BOM Handling Question

Posted: Tue Jun 23, 2020 6:28 pm
by Jamil
I am noticing that when I execute an XSLT with encoding set for UTF-8, the BOM is not being created in the output file. I just checked Ecoding under preferences, and UTF-8 BOM handling is set for keep. For a new file, I want the BOM to always be added to the output file. My transformer is set to Saxon-EE 9.9.1.7.

How can I force the BOM to be written for new output files?

This is <oXygen/> XML Editor 22.1, build 2020061102

Thanks.

Re: BOM Handling Question

Posted: Mon Jun 29, 2020 9:09 am
by Radu
Hi Jamil,

That UTF-8 BOM handling setting in Oxygen is used only when opening and saving XML documents in the application. It does not control the way in which the Saxon XSLT processor saves the result of applying an XSLT transformation.

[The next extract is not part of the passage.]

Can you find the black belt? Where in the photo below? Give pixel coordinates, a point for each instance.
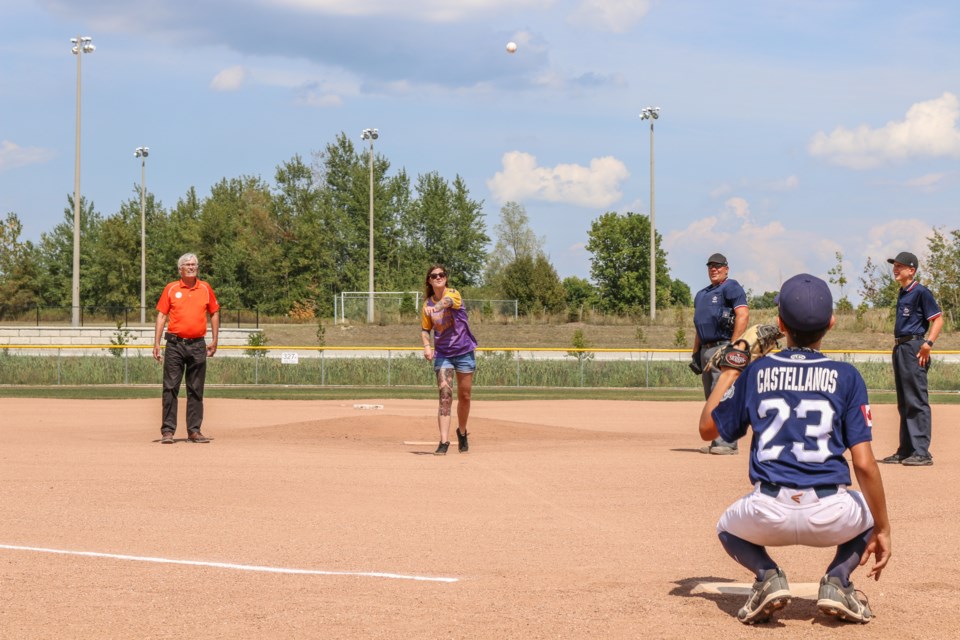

I added an internal issue to see if we can use our setting to control the BOM used for serializing the result of the XSLT processing.
In general, adding BOM bytes to UTF-8 files is useless, it is also not recommended:

https://stackoverflow.com/questions/222 ... ithout-bom

Usually the BOM makes sense when saving to UTF-16 but it can also be missing from UTF-16 files, in which case a default behavior is implied.

Regards,
Radu

Re: BOM Handling Question

Posted: Mon Jun 29, 2020 9:54 pm
by Jamil
Hi Radu.

The issue I face is that the Unicode file is not interpreted correctly resulting in character loss for UTF-8. My XSLT output is text containing UTF-8. There is no indicator for this other than the BOM. Since it is missing, data gets interpreted incorrectly resulting in data loss.

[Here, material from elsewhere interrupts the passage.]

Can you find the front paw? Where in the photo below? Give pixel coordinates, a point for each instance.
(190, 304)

For UTF-8, it may be considered useless if, and only if, all characters are eight bit. In the event of 16 bit characters under Windows, it should be required.

Re: BOM Handling Question

Posted: Tue Jun 30, 2020 6:10 am
by Radu
Hi,

If you are outputting XML, the XML default encoding according to the specification is UTF-8.
If you are outputting some other text content, I found an attribute on the xsl:output element which you could try to set like:

Code: Select all

<xsl:output method="text" byte-order-mark="yes"/>
Regards,
Radu

Re: BOM Handling Question

Posted: Wed Jul 01, 2020 1:18 am
by Jamil
Thanks, and I was not even aware this attribute existed. This solved the issue.